A este tiempo oyó unas regaladísimas palabras intelectuales del Señor, que le dijo:

“Hijo, ya sabes por experiencia cómo Yo enseño más en un momento que todos los sabios en muchos años; porque ¿cuándo te hicieran entender de mis perfecciones lo que Yo te enseño en un momento?”

Como las visitas que Bernardo recibía del santo ángel de su guarda eran no sólo para regalarle, pero también para instruirle, por este tiempo le mandó que tomase por materia de la meditación los misterios de la Infancia de Jesús; porque en el tiempo en que los celebra la Iglesia, estaría en lo más terrible del desamparo y no podría meditarlos como quisiera. Consultó con su Director este consejo del ángel; pues siempre prefería la obediencia del Director visible a cuanto se le ordenaba por luces sobrenaturales.
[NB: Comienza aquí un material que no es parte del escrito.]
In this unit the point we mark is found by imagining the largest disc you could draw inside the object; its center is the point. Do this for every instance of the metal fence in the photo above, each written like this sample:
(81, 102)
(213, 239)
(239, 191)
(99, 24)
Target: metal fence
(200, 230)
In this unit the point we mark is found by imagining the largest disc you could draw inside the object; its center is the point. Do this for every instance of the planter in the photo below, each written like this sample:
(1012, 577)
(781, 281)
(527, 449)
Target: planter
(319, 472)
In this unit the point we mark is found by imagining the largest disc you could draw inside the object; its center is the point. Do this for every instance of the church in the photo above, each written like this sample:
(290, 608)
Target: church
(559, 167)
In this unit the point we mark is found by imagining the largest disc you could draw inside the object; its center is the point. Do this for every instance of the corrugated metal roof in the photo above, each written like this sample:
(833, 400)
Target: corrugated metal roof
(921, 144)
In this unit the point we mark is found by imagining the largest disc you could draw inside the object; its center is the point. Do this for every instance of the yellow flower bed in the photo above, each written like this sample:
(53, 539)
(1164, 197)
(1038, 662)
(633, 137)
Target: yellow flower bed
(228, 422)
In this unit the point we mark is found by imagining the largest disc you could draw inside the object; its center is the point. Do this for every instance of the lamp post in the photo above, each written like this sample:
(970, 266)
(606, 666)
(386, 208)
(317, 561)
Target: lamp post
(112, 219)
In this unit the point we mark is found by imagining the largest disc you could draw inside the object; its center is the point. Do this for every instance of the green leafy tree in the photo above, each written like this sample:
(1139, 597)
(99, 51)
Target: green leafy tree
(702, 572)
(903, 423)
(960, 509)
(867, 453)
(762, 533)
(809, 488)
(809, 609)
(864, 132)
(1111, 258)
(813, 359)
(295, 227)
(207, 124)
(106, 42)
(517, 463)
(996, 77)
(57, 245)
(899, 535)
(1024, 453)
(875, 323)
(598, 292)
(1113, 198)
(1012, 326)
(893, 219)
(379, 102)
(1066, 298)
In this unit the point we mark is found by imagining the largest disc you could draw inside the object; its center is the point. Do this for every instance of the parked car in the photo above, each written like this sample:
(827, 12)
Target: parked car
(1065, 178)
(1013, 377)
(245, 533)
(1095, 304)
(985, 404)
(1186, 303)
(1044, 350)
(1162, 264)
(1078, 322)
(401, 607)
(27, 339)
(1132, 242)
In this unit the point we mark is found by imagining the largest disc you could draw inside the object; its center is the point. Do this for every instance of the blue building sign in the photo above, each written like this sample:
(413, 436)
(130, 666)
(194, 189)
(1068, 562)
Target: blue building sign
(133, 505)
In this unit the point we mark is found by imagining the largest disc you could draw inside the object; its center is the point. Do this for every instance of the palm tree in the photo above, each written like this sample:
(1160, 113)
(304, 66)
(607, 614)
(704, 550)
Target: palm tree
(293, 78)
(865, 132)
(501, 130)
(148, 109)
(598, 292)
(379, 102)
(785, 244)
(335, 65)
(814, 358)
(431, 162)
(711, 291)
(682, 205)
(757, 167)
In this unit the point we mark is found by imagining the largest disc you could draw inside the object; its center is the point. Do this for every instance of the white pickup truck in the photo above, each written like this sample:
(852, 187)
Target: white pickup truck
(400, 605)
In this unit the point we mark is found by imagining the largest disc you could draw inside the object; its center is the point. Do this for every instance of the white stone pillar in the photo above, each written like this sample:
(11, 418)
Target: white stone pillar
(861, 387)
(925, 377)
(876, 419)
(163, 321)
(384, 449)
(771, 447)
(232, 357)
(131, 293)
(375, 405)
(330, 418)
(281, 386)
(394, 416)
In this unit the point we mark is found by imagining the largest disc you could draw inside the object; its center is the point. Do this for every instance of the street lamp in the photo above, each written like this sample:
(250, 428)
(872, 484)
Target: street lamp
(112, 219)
Aprobó este que tomase por materia de la meditación la que el ángel le había señalado; y por la misma razón, pues se hallaba noticioso del desamparo futuro y del día y hora, en que había de empezar.
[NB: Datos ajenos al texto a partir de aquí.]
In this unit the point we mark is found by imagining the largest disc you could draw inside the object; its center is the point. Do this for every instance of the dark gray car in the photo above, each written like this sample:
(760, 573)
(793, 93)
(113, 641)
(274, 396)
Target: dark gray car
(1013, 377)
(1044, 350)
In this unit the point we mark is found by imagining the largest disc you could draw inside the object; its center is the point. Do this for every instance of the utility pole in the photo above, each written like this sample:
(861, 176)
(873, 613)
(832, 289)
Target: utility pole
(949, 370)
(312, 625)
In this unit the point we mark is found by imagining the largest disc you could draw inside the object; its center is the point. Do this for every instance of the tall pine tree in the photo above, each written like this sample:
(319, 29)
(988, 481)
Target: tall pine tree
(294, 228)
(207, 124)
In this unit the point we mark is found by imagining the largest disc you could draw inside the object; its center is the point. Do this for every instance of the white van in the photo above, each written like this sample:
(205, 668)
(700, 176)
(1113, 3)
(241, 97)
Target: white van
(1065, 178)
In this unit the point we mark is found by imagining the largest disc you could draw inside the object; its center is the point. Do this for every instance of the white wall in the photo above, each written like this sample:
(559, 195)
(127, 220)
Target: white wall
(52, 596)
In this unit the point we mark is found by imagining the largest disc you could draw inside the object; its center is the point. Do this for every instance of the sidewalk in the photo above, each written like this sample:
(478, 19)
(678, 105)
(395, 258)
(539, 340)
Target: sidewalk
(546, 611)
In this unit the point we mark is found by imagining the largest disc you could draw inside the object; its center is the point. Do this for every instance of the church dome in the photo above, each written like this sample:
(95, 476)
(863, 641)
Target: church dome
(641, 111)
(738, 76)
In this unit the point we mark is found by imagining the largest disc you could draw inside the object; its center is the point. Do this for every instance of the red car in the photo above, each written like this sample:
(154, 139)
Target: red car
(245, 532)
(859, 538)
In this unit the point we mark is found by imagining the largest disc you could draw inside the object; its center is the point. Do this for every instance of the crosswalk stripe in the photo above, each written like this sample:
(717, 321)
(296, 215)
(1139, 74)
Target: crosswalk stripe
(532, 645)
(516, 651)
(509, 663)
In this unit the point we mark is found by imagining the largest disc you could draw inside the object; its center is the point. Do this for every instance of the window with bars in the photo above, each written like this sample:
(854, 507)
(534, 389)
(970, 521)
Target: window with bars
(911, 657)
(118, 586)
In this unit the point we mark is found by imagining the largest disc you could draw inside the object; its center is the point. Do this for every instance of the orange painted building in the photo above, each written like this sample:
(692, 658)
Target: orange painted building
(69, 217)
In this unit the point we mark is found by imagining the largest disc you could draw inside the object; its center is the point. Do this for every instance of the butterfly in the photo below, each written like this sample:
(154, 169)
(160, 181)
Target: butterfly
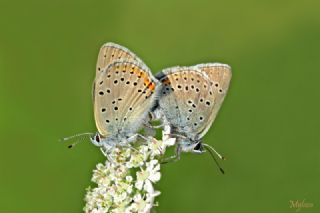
(124, 91)
(190, 99)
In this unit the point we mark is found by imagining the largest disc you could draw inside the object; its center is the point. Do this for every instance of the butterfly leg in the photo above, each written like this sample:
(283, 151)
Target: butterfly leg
(105, 153)
(173, 158)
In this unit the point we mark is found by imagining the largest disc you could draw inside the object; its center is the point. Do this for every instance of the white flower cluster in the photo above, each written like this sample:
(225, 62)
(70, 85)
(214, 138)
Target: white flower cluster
(126, 183)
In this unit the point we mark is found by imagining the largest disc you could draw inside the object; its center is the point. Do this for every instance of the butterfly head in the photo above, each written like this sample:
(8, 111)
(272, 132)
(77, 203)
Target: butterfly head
(195, 147)
(96, 139)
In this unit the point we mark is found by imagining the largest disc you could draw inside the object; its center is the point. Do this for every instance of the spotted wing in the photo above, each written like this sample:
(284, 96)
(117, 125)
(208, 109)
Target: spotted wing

Así como la visita del ángel de su guarda le movió a ejercitar actos heroicos de obediencia, por el mismo tiempo otra que tuvo del príncipe de los ángeles, adorando al Santísimo Sacramento, imprimió en su espíritu actos de profundísima humildad.

“Viendo la reverencia que aun San Miguel supremo serafín, tenía a su Majestad en el Santísimo Sacramento, ¿qué había de hacer una tan vil e ingrata criatura como yo? No era posible, no, que, aunque son grandes mis maldades y atrevimientos inicuos, no se humillase y aniquilase delante de tan gran grandeza. ¡Oh Dios amantísimo y Dueño mío! no era posible que yo, cuando andaba ciego entre tantas tinieblas ofendiendo tu Majestad, no me detuviese y prosiguiese en mis iniquidades, si me dierais Vos la luz que ahora.
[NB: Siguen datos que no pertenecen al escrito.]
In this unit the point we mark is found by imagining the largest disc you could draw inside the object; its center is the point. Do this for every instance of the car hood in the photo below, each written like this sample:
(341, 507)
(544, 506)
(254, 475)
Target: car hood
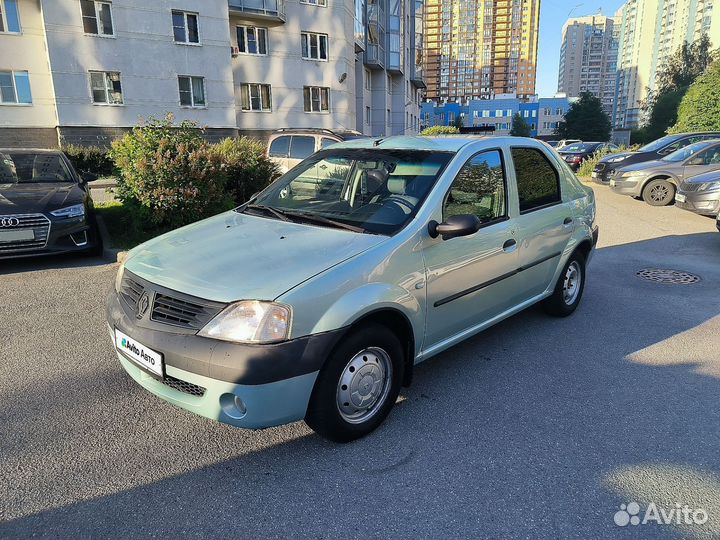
(38, 198)
(235, 256)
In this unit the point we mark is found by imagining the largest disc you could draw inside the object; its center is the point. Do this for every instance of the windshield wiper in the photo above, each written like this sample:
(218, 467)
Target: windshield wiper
(326, 221)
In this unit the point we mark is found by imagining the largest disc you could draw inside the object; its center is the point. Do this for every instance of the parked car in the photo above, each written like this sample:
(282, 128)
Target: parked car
(575, 154)
(288, 147)
(700, 194)
(45, 205)
(317, 306)
(606, 167)
(657, 181)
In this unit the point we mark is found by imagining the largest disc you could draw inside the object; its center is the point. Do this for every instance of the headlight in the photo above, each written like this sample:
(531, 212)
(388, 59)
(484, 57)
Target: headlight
(250, 321)
(76, 210)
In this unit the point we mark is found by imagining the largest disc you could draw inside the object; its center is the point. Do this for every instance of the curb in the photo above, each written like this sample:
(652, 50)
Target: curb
(111, 254)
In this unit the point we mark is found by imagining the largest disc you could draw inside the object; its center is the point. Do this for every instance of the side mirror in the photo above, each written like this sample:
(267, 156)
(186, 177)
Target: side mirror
(460, 225)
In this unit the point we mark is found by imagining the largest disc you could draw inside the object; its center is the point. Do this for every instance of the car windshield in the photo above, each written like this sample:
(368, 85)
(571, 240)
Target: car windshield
(33, 168)
(685, 153)
(366, 190)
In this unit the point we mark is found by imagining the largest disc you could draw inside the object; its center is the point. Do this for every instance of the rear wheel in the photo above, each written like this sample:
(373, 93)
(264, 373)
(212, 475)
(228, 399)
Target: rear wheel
(568, 289)
(358, 385)
(659, 193)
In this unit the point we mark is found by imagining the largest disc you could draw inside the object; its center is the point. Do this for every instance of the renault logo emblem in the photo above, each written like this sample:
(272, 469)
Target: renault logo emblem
(143, 306)
(9, 222)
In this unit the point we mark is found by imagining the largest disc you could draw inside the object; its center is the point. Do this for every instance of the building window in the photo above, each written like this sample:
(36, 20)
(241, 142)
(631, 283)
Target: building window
(255, 97)
(316, 98)
(185, 27)
(192, 91)
(252, 40)
(106, 87)
(9, 18)
(314, 46)
(97, 17)
(15, 88)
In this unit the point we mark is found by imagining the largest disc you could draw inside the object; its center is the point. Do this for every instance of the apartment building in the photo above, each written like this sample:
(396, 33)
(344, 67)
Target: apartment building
(650, 32)
(480, 49)
(85, 71)
(588, 58)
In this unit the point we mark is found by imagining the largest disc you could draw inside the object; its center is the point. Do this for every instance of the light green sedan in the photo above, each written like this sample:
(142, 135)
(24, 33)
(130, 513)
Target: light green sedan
(316, 299)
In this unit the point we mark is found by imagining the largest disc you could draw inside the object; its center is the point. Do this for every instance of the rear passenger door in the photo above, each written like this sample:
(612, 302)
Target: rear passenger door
(545, 223)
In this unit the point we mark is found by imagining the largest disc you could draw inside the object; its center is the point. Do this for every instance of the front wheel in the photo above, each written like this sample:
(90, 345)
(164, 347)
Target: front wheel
(659, 193)
(358, 385)
(568, 289)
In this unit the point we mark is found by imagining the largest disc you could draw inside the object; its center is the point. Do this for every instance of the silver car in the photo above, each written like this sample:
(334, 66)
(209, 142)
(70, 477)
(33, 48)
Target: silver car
(316, 299)
(657, 181)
Pero, ¡ay Señor! que se me parte el corazón de dolor y se desata en lágrimas al advertir que Vos me llamabais y yo me retiraba de Vos; Vos me deteníais y yo corrí precipitado a mi perdición; Vos me alumbrabais y yo huía de la luz; Vos queríais sofrenarme y yo era como los caballos duros de boca, que no hacen caso del freno; Vos me queríais para unirme con Vos, y yo, ingrato y rebelde desconocido, tirando coces contra el aguijón no os quería a Vos.

Pero cáusame mayor confusión que, habiéndose vuestra bondad empeñado en favorecerme, habiéndome dado auxilios eficaces para que saliese de tanta abominación; habiéndome unido con Vos, como lo hacéis con vuestros siervos, y haciéndome favores tan especiales, como voy diciendo, y mucho mayores que no se sufren decir, esto es lo que más confusión me causa: que todavía sea tan ingrato a vuestros favores, como Vos sabéis”.

Aumentábanse los favores que el Señor hacía a Bernardo especialmente los días de comunión, al recibir el Santísimo Sacramento y mientras le tenía en su pecho. Se halló tan extático y fuera de sí en una ocasión que, no pudiendo moverse, temió que se descubriría su celestial secreto; mas el santo ángel de su guarda le fue subiendo por las escaleras que hay desde la iglesia hasta la capilla, donde los Hermanos Artistas suben a dar gracias después de comulgar.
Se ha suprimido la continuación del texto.